Language models give us the ability to create natural language, conversational, interfaces for computers. We are seeing a rapid shift among early adopters to using general language instead of traditional user interfaces for tasks like writing code and editing spreadsheets. Join the cofounders of Pipecat, Gradium, and Daily as we discuss the future of realtime voice and AI interfaces. Voice is the most efficient input mode for natural-language systems, and often the most efficient output mode, as well. But good voice interfaces require a very high degree of conversational facility, intelligence, task-specific reliability, and robustness to real-world realities like multiple speakers and background noise.

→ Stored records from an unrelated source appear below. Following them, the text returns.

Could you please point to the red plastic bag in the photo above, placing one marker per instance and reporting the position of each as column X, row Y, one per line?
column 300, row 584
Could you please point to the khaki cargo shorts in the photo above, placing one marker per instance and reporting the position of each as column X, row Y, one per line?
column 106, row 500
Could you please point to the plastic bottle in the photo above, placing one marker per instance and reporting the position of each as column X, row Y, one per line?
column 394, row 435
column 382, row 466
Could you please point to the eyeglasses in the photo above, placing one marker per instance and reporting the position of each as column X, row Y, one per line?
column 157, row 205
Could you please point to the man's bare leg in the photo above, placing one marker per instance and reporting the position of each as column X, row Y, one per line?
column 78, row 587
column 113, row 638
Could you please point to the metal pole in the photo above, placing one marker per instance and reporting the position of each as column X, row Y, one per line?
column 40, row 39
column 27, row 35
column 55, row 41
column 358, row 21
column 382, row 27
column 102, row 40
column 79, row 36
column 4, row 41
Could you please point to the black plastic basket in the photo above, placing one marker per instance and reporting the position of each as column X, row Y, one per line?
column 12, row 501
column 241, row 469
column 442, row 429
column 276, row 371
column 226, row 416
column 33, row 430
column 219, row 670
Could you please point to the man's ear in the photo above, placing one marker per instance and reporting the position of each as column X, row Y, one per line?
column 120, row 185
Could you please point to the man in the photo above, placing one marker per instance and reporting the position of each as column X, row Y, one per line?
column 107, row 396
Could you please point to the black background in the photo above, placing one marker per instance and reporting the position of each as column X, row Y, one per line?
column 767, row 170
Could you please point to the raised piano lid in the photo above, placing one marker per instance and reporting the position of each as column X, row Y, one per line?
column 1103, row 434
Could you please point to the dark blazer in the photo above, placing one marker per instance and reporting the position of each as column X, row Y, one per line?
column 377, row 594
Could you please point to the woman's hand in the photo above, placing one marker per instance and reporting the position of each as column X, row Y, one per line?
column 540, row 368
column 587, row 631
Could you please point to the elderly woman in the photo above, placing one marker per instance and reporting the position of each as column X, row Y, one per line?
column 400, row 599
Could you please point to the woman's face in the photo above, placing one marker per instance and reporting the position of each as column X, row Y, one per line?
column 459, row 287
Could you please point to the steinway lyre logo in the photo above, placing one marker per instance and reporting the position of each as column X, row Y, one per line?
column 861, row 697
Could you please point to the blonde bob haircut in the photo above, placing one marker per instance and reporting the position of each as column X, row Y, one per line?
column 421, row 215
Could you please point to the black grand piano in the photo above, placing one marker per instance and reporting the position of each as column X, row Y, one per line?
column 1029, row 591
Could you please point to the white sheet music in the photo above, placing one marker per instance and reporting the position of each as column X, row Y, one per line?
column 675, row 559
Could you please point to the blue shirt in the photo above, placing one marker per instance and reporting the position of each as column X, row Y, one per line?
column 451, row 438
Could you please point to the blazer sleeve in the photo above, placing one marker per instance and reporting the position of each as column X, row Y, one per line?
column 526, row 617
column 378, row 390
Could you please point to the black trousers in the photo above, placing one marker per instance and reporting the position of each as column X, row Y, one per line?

There's a long history of voice interfaces in science fiction: Star Trek, Iron Man, Her. We'll use these depictions of computing possibilities as a jumping off point for talking about the ideal voice interface. How close are we to being able to build these interfaces with today's models, hardware, orchestration tooling, and UI libraries? What are the most promising research directions? What did the movies get wrong, now that we actually have experience building natural language, open-ended, voice systems? Speakers: Kwindla Kramer — Daily; Neil Zeghidour — Gradium.
Expo Stage 3 sessions at AI Engineer World's Fair 2026 in San Francisco.
Thursday, July 2, 2026
11:40 AM - 12:00 PM·20m
Expo Stage 3
Capacity: 250 attendees
Sign in to add this talk to your schedule.

Kwindla Kramer
Works on Pipecat // ᓚᘏᗢ // CEO at Daily
Daily
@kwindla
Kwin works on large-scale WebRTC infrastructure at Daily. He is the originator of Pipecat, the widely used, open source, vendor neutral voice agent framework supported by NVIDIA, Google, AWS and used by hundreds of startups. Before co-fonding Daily, Kwin built the sci-fi user interfaces in Minority Report and Iron Man.

Neil Zeghidour
CEO
Gradium
@neilzegh
Neil Zeghidour is the co-founder and CEO of Gradium. Neil founded Gradium after a decade of building and leading frontier generative audio teams at Meta and Google DeepMind. Being frustrated by slow and brittle voice assistants , he built the engineering teams that developed the first neural audio codecs and introduced the first audio LLMs, such as AudioLM, at Google. He later created Kyutai to launch Moshi, the world's first real-time, full-duplex conversational AI , and Hibiki, the first simultaneous speech-to-speech translation system. Today, Gradium is focused on helping developers build natural, real-time voice agents by providing ultra-low latency streaming APIs that transition these breakthroughs from the research lab to production.